The image above shows what happens when you unroll one recurrent neuron. In a network with 100s of neurons, some layers recurrent, things can get really messy. Hidden layers 1 and 2 are recurrent. Here we unroll them for 3 time steps

### Vanishing/Exploding Gradient Problem

When we combine the two concepts of applying Backpropagation on an unrolled RNN, we get Backpropagation through time (BPTT).

Recall that we also need to learn the weights of the recurrent input, and BPTT is done to get the gradient by finding the partial derivatives of the error with respect to the recurrent inputs. (Just like how in a normal feed-forward NN, backpropagation is done to get the partial derivatives of the error with respect to the weights). Using the gradients, Gradient Descent is then applied.

In BPTT, the error is backpropagated from the last time step all the way to the first time step to update the weights of the recurrent input.

The problem comes when there are too many time steps, and BPTT has to propagate error back too many times, which will result in the gradients exploding, or vanishing.
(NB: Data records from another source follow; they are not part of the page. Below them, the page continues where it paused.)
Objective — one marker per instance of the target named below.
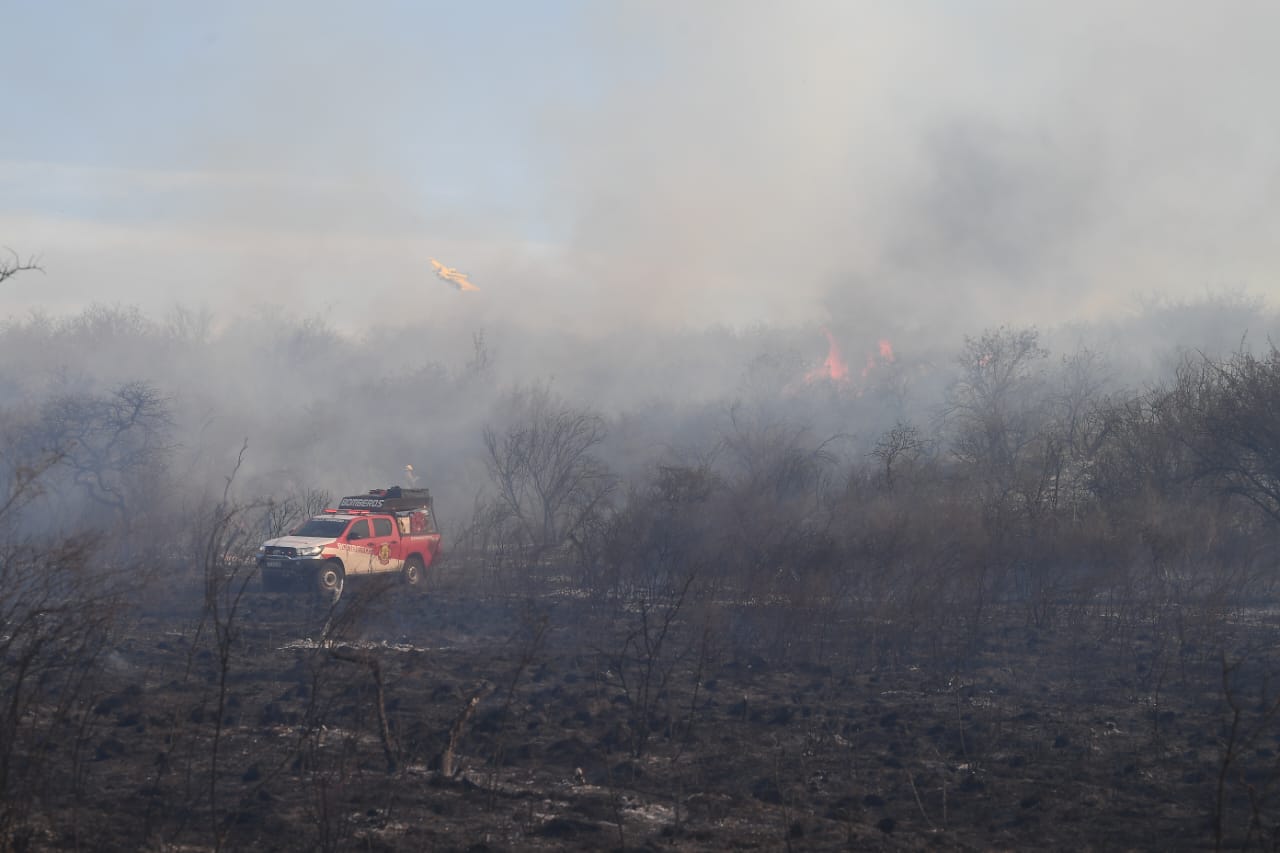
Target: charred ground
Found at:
(1010, 603)
(572, 729)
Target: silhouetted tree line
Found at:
(1037, 492)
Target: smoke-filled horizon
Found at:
(611, 169)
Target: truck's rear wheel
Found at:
(330, 579)
(415, 573)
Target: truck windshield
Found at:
(328, 528)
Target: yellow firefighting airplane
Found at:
(452, 276)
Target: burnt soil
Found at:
(575, 731)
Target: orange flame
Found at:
(833, 368)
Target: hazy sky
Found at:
(594, 165)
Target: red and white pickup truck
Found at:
(384, 532)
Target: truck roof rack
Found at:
(393, 500)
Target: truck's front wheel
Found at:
(414, 573)
(330, 579)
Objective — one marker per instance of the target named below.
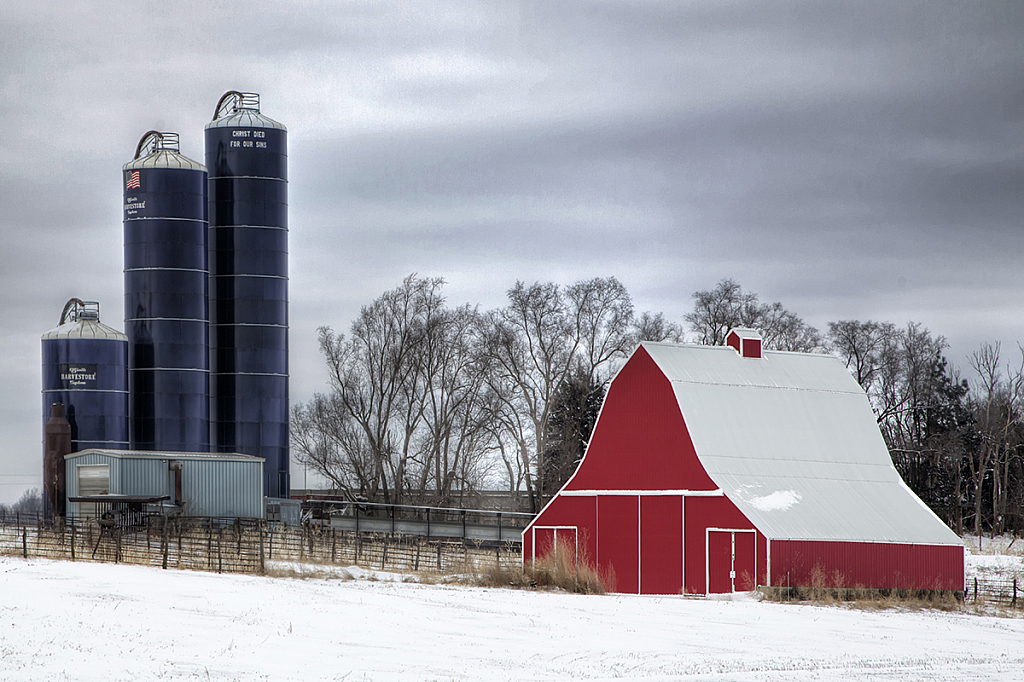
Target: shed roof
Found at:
(792, 440)
(161, 455)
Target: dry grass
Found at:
(832, 590)
(560, 569)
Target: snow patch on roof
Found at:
(777, 501)
(793, 442)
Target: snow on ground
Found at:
(68, 621)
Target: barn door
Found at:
(560, 541)
(730, 560)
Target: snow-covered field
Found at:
(64, 621)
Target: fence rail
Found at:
(245, 546)
(1007, 592)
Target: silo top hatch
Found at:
(160, 150)
(80, 320)
(241, 110)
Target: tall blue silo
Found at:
(167, 297)
(85, 367)
(247, 156)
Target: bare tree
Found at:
(863, 346)
(653, 327)
(727, 306)
(379, 380)
(537, 342)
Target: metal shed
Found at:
(720, 469)
(199, 483)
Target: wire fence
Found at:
(244, 546)
(1006, 592)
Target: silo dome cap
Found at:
(241, 110)
(160, 150)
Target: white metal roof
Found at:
(165, 455)
(792, 440)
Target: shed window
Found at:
(92, 479)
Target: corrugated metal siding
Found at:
(222, 488)
(792, 439)
(227, 485)
(640, 440)
(880, 565)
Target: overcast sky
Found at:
(851, 160)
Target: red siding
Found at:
(640, 442)
(719, 561)
(744, 561)
(564, 511)
(662, 545)
(704, 513)
(866, 564)
(619, 542)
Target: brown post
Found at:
(165, 542)
(57, 443)
(262, 566)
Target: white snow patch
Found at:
(90, 622)
(777, 501)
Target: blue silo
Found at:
(166, 297)
(85, 368)
(247, 157)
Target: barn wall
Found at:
(875, 565)
(640, 441)
(563, 513)
(660, 544)
(702, 513)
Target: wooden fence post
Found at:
(262, 563)
(164, 543)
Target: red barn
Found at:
(719, 469)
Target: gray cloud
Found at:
(862, 160)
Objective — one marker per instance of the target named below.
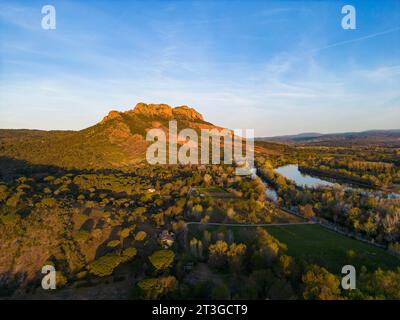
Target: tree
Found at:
(154, 288)
(320, 284)
(105, 265)
(162, 259)
(307, 211)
At each time step, the gradients are multiplied by each other via matrix multiplication because of chain rule. If the gradient is greater than 1.0, a large number of time steps will cause the gradient to “explode”, or become too large.

Likewise, when the gradient is less than 1.0, multiplying it too many times by itself will cause the gradient to “vanish”, or become close to zero.

Both exploding and vanishing gradients are problematic, because then Gradient Descent will performing poorly on overly large values, or overly small values.

### Summary

To recap on a feed-forward NN:

1. Forward propagation is done get the output prediction
2. An error estimate is calculated from the model output to the the true values
3. Backpropagation is done using the error, to get partial derivative of the error w.r.t. the weights
4. Gradient Descent is applied using the gradients to minimize the error

And for an RNN:

1. Forward propagation is done get the output prediction
2. An error estimate is calculated from the model output to the the true values
3. The RNN is unrolled by the total number of time steps
4. BPTT is done to get partial derivative of the error w.r.t. the weights
5. Gradient Descent is applied using the gradients to minimize the error

The problem comes when there are too many times steps, and performing BPTT causes the gradients to explode or vanish. This affects the final step of applying Gradient Descent.